Suruç İçin Adalet Platformu: 10. yılda Suruç'un izinde adaletin peşindeyiz

Suruç İçin Adalet Platformu, katliamın 10. yılında yazılı açıklama yaptı. Açıklamada, Suruç katliamının "demokratik barış arayışının temel bir konusu-gereği olan geçmişle yüzleşme, hakikat-adalet bağlamında, Türkiye yakın siyasi tarihi açısından önemli bir dönüm ve düğüm noktası" olduğu belirtildi.

Suruç İçin Adalet Platformu, Suruç katliamının 10. yılı nedeniyle yazılı açıklama yaptı. "10. yılda Suruç'un izinde adaletin peşindeyiz" denilen açıklamada, Diyarbakır, Suruç, Ankara başta olmak üzere katliamların siyasi sorumlularının açığa çıkmış olmasına rağmen yargı süreçlerinin katliamı meşrulaştırdığı ve cezasızlık zırhıyla ilerlediği kaydedildi.

Açıklamada, "Ceza yargılamasına göre 'Suruç katliamı münferit bir olaydır' ve idari yargılamaya göre 'kolluk görevlileri ve idari amirler katliamı engellemedikleri için kusurlu olsalar da, Suruç'a gelen gençler de yarı oranda kusurludur'. Bu durum; Suruç katliamını insanlığa karşı işlenmiş suç olarak görmeme, katliamın örgütlü biçimde gerçekleştiği gerçeğinin üstünü örtme; 20 Temmuz günü Amara Kültür Merkezinde buluşan, politik-ahlaki bir duruşla dayanışma geliştirmek isteyen insanlarımızı suçlu ilan etme, bu suretle katliamı meşrulaştırma ve bağlantılarını bu cezasızlık ve meşruiyet zırhı içinde örtme tavrıdır" denildi.
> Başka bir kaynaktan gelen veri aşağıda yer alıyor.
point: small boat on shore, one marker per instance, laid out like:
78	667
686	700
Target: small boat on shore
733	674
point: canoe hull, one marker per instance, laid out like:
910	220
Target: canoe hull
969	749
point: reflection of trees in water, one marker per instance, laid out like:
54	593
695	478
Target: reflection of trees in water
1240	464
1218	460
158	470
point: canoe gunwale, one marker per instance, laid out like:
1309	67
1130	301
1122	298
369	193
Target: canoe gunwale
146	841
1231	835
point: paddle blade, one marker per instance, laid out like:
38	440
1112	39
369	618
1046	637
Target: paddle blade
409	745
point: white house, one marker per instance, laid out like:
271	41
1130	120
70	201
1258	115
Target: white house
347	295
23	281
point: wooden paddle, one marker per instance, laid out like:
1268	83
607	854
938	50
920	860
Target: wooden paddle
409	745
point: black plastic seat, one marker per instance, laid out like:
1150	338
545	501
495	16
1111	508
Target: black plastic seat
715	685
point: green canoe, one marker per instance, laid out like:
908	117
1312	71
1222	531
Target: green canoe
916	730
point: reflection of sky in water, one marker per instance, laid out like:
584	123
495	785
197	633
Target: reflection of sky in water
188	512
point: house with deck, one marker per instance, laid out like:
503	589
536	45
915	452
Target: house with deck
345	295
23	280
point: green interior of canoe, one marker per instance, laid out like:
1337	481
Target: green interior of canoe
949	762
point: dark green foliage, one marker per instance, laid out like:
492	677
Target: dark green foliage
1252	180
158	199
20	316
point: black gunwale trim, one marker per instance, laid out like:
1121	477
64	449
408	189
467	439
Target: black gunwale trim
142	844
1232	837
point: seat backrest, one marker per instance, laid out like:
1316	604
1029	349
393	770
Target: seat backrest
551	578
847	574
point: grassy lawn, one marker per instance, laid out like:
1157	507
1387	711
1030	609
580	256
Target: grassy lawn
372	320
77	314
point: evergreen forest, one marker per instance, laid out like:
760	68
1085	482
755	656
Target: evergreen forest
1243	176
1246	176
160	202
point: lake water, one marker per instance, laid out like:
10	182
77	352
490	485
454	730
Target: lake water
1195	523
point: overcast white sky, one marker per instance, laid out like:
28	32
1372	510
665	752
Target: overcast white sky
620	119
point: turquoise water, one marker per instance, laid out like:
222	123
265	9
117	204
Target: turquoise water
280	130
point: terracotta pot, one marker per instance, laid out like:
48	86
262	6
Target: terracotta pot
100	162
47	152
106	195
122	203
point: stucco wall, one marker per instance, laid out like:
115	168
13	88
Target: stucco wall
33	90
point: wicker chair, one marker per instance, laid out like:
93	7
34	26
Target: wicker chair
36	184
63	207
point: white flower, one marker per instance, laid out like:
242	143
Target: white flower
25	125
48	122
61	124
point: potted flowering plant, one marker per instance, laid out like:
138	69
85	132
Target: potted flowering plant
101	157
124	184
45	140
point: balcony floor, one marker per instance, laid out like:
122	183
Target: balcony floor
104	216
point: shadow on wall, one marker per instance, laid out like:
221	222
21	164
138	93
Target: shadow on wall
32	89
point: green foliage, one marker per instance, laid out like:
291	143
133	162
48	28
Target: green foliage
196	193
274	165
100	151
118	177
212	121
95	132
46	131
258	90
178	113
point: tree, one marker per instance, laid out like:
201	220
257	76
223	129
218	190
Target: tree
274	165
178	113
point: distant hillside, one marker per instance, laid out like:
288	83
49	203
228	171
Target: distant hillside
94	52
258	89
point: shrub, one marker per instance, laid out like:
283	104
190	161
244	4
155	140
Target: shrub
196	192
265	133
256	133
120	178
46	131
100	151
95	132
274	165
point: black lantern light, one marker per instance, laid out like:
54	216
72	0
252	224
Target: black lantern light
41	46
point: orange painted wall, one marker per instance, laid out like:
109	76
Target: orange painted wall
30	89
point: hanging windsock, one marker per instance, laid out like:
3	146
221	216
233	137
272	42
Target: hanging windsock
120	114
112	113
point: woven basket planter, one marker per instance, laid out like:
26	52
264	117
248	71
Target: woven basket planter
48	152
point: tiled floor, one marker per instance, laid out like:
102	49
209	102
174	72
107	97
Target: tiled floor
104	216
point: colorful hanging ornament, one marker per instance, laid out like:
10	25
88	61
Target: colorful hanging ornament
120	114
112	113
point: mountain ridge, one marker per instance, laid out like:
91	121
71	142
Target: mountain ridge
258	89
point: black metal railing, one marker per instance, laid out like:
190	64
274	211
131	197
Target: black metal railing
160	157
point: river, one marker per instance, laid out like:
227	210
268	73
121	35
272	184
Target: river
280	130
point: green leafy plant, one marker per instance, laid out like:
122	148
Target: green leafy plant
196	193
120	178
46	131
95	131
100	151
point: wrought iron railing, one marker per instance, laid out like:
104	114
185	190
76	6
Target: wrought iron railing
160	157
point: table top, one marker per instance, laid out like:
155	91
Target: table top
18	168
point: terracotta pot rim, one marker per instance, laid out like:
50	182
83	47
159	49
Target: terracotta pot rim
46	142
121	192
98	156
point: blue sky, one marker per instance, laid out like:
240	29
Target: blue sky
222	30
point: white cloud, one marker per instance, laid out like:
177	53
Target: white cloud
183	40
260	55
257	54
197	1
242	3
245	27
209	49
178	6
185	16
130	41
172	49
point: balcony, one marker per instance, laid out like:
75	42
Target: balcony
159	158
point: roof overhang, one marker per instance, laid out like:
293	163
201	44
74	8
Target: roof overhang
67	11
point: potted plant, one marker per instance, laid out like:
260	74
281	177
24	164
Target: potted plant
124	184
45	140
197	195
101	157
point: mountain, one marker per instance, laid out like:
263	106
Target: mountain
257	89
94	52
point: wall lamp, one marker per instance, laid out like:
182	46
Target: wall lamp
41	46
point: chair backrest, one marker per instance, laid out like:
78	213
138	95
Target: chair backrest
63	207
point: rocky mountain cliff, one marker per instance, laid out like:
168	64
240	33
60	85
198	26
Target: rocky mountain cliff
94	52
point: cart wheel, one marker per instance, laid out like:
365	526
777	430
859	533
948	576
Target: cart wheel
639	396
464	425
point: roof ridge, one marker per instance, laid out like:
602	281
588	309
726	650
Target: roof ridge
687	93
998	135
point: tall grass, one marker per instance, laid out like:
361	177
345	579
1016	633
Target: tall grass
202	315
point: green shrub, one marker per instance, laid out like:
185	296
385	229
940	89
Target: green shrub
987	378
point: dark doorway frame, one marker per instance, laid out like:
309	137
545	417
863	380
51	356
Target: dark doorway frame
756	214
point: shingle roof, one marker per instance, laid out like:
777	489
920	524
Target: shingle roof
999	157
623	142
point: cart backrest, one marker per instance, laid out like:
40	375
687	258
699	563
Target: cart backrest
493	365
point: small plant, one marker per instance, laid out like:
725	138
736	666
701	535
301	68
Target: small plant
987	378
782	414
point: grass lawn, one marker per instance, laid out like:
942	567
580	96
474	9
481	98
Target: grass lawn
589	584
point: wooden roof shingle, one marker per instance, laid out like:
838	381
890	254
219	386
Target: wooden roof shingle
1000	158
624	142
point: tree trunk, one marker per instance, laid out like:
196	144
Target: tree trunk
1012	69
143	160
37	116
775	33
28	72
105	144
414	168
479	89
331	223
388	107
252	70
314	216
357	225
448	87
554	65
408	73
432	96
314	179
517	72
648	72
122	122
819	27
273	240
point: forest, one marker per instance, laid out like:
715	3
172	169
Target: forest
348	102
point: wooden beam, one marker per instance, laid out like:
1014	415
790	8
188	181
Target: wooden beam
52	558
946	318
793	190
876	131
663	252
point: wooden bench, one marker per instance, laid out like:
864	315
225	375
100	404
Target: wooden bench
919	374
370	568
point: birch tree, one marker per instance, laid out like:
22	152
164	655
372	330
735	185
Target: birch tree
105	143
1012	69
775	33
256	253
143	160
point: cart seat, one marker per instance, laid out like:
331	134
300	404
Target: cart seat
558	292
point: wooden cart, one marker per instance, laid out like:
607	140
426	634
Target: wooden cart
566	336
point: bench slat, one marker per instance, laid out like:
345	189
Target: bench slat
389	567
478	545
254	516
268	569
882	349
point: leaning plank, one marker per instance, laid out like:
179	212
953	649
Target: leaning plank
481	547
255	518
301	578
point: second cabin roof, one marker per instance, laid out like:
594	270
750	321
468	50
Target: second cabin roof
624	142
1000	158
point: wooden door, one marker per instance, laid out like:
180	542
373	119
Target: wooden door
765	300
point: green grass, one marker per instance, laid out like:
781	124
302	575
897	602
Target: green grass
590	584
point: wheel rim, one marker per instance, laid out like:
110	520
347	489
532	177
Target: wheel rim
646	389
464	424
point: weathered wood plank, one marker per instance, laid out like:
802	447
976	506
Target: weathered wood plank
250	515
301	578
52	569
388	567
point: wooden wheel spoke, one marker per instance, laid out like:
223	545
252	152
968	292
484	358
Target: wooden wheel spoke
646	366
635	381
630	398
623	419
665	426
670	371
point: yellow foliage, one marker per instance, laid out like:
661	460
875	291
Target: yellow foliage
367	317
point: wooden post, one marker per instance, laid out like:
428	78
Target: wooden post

MAHKEMENİN KORUMA ZIRHI DEVAM EDİYOR
Açıklamada, aynı tavrın Suruç katliamının firari sanıklarından Deniz Büyükçelebi ve İlhami Bali'nin Suriye'den iadelerinin istenmemesinde, olay yeri görüntülerinin yıllardır incelenmemesinde, emniyet görevlilerinin yargılanmasında, katliamda canlı bombaya yardım edenlerin ve bombacının bağlantılı olduğu kişilerin dosyaya dahil edilmemesinde, katliam faili olarak ceza alan Yakub Şahin ile canlı bomba Şeyh Abdurrahman Alagöz'ün örgütsel bağlantılarının açığa çıkarılmamasında da sürdüğü ifade edildi.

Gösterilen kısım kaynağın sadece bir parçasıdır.